Cate Haste

Cate Haste

Author

Cate Haste is an author, biographer, historian and documentary film maker. Her latest work, Passionate Spirit. The Life of Alma Mahler (2019) re-evaluates the life of Alma Mahler (1979-1964), a legendary figure, one of the last of the European grandes dames, a composer in her own right, and muse to several creative giants of the era. These included her three husbands, composer Gustav Mahler, modernist architect Walter Gropius and writer Franz Werfel, with whom she escaped from the Nazi occupation of Austria to America, and her lover: expressionist artist Oskar Kokoschka. Artist Gustav Klimt was her first kiss.

Her first book, Keep the Home Fires Burning (1977) , reviewed as ‘a work of high journalism’ was about British propaganda to the home front in the First World War. Rules of Desire (1992) a history of British sexual mores in the 20th century was ‘as diverting and as suggestive as a very good novel…. temperate, balanced, subtle and humane’, according to Maureen Freely (Independent on Sunday).

Nazi Women: Hitler’s Seduction of a Nation (2001) examines how women were mobilised by Hitler to build the Third Reich – as collaborators or victims of Nazi Germany.

The Goldfish Bowl (2004) co-written with Cherie Booth, (then at No 10 Downing Street) examines the role of the Prime Minister’s spouse since the 1950s.

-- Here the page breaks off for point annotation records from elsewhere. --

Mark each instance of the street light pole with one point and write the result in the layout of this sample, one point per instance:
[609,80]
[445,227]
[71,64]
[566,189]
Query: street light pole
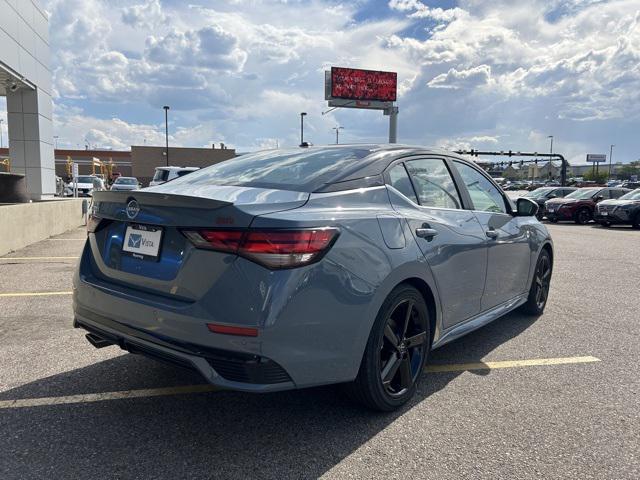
[166,132]
[302,115]
[337,129]
[610,159]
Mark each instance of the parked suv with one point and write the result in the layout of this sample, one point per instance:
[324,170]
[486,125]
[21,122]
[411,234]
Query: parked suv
[541,195]
[625,210]
[580,205]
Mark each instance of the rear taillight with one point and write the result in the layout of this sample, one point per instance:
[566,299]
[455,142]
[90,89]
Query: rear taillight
[271,248]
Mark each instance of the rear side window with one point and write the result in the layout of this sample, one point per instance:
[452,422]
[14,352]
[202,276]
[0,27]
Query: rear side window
[161,175]
[484,195]
[301,169]
[617,193]
[433,183]
[399,179]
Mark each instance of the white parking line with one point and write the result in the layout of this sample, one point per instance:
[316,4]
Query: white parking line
[157,392]
[536,362]
[99,397]
[38,258]
[33,294]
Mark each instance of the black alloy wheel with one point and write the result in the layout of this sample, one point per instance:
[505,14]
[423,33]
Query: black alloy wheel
[539,292]
[402,348]
[396,352]
[583,216]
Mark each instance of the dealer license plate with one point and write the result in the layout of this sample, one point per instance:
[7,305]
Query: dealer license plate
[142,241]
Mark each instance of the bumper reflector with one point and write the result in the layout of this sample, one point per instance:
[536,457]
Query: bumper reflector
[229,330]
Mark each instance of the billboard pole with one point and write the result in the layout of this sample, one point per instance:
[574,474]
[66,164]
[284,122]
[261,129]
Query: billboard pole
[393,124]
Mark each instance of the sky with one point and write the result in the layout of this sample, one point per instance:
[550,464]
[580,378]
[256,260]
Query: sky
[478,74]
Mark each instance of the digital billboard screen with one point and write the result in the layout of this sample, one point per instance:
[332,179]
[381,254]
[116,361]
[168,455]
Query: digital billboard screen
[366,85]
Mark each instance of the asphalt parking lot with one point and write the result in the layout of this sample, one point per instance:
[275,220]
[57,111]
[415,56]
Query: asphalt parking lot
[556,396]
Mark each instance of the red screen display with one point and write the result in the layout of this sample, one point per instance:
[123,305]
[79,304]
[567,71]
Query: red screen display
[356,84]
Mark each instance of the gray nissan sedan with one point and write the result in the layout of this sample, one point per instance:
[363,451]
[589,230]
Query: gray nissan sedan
[293,268]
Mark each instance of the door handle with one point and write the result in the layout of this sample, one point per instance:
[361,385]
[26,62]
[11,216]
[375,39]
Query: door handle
[427,233]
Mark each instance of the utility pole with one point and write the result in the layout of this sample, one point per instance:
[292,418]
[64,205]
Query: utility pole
[550,153]
[302,115]
[337,129]
[166,132]
[610,159]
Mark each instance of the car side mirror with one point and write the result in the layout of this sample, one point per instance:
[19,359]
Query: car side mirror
[526,207]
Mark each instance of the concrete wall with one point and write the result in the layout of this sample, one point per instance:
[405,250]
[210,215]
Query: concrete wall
[144,159]
[24,60]
[27,223]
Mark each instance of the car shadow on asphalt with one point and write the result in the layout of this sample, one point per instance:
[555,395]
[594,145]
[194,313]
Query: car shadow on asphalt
[297,434]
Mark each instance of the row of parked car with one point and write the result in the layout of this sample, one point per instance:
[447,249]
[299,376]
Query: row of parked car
[605,205]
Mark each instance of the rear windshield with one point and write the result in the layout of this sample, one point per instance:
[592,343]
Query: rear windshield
[633,195]
[161,175]
[300,169]
[583,193]
[126,181]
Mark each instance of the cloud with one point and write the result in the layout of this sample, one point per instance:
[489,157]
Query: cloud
[144,15]
[470,78]
[420,10]
[478,73]
[210,47]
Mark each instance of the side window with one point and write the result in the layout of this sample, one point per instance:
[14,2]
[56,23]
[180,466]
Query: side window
[617,193]
[484,195]
[433,183]
[399,179]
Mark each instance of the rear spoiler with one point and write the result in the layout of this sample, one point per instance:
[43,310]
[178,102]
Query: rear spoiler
[157,199]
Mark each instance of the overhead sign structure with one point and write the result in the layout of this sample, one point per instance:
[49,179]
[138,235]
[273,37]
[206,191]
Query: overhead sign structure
[365,89]
[596,158]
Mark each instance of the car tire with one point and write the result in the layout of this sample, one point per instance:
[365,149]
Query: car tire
[396,352]
[539,291]
[583,216]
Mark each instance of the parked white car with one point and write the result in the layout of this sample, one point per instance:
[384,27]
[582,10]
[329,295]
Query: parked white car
[125,183]
[164,174]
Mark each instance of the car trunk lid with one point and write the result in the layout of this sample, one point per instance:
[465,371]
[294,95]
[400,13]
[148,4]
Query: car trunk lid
[178,269]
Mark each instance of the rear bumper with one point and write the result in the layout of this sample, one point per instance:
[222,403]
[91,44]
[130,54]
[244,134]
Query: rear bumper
[610,218]
[225,369]
[559,213]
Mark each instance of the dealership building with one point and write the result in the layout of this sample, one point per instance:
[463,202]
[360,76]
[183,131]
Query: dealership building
[140,161]
[25,81]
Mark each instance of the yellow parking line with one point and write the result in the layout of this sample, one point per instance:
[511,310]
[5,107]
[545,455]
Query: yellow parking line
[33,294]
[460,367]
[99,397]
[182,390]
[38,258]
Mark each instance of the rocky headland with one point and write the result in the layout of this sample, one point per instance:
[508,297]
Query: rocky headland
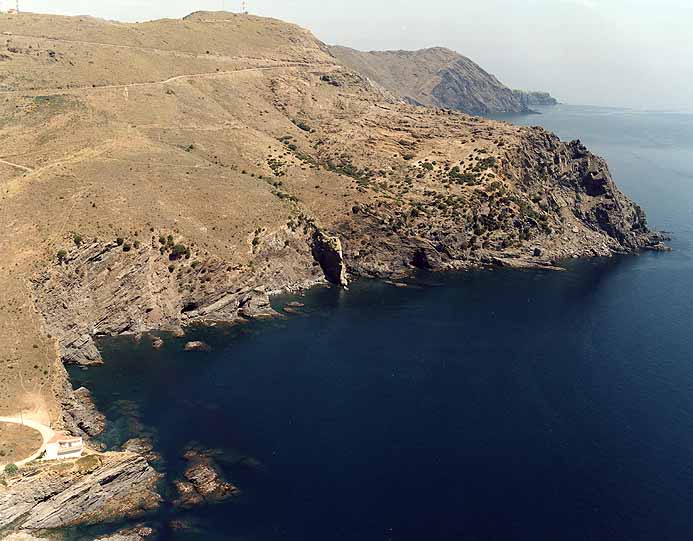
[177,172]
[439,77]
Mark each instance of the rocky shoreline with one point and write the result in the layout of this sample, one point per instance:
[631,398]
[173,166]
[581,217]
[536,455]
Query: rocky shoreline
[132,222]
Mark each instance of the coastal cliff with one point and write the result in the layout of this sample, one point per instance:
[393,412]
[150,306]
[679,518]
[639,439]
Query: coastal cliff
[178,172]
[93,489]
[439,77]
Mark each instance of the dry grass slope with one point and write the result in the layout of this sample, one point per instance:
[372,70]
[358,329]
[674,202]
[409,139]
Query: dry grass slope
[159,173]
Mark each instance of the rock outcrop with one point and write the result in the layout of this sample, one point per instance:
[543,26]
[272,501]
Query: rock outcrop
[327,250]
[439,77]
[204,483]
[92,489]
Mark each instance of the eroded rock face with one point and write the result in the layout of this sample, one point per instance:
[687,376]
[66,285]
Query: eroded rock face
[327,251]
[93,489]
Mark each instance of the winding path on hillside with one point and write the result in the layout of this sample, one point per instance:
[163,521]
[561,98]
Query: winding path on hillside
[46,434]
[17,166]
[206,75]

Clarissa Eden A Memoir: Churchill to Eden (Ed.) (2007) is a vivid record of the life and times of a remarkable woman, the wife of Anthony Eden and niece of Winston Churchill.

Cate then shifted focus to biography-monographs of artists: Cumbrian Expressionist landscape painter Sheila Fell in the prize-winning Sheila Fell: A Passion for Paint (2010) and idiosyncratic Scottish colourist Craigie Aitchison in Craigie Aitchison. A Life in Colour. (2014)

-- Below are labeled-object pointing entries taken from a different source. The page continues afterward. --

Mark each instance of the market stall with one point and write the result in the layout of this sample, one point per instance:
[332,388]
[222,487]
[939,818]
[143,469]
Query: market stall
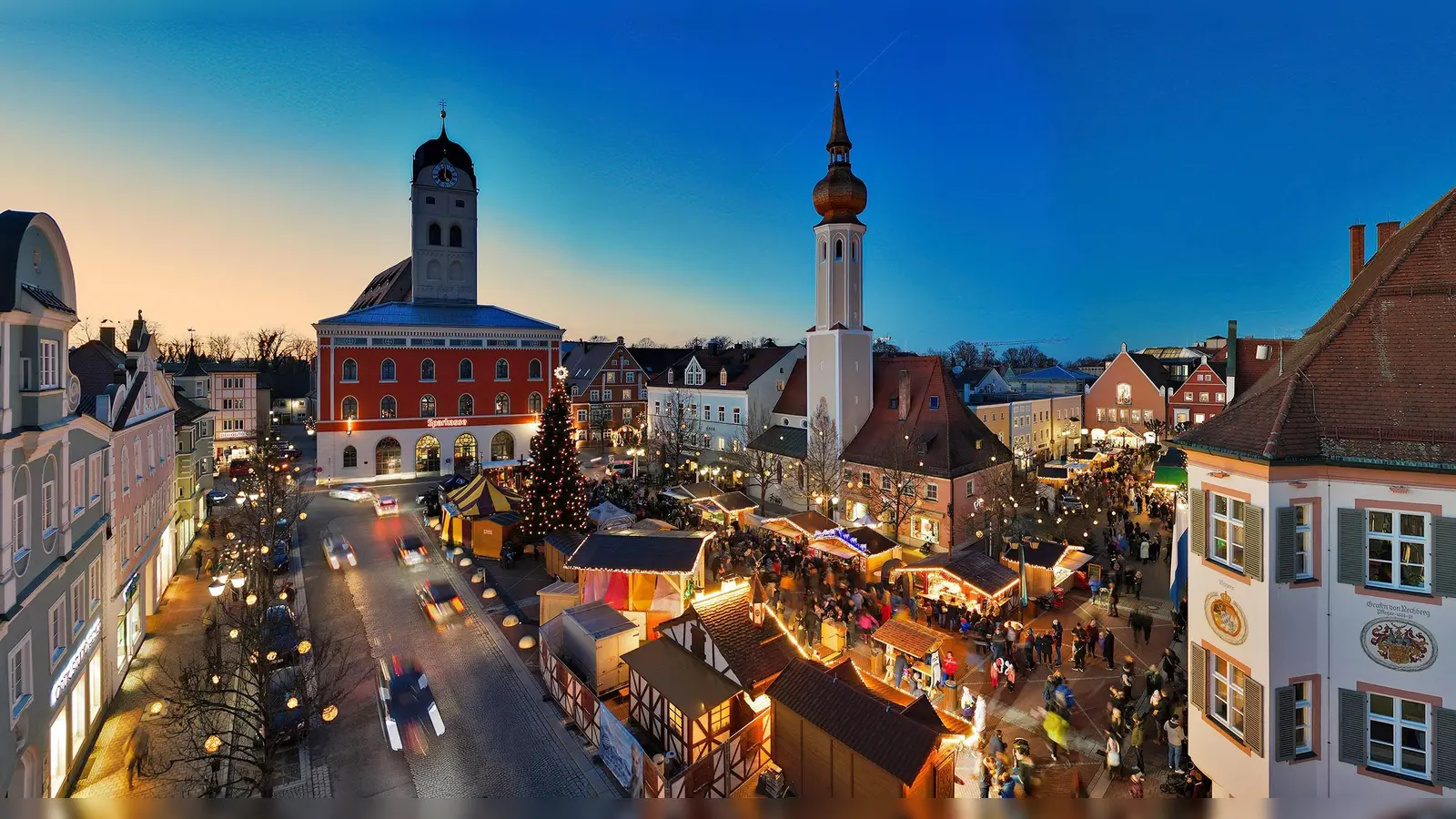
[965,579]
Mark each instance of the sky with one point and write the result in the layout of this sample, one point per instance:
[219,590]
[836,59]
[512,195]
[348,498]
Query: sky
[1077,177]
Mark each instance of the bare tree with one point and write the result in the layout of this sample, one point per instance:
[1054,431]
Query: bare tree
[220,347]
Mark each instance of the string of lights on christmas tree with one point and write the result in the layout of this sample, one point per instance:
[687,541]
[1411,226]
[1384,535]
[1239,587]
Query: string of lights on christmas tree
[555,489]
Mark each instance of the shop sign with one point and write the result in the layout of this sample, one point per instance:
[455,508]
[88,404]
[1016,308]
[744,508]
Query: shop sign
[1398,644]
[75,665]
[1227,617]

In a career spanning forty years, and as one of the very few woman film producer-directors in television at that time, Cate worked as an independent documentary film director for the major television networks in UK and US. These included award-winning historical BBC TV series, Secret War, Thames TV’s ground-breaking political series The Day Before Yesterday, Munich: The Peace of Paper and Brook Associates’ The Writing on The Wall, The Churchills and Secret History: Death of a Democrat. She directed five films for Jeremy Isaacs Productions’ award-winning series, Cold War, Hitler’s Brides in the series Nazi Women, and Married to the Prime Minister, presented by Cherie Blair.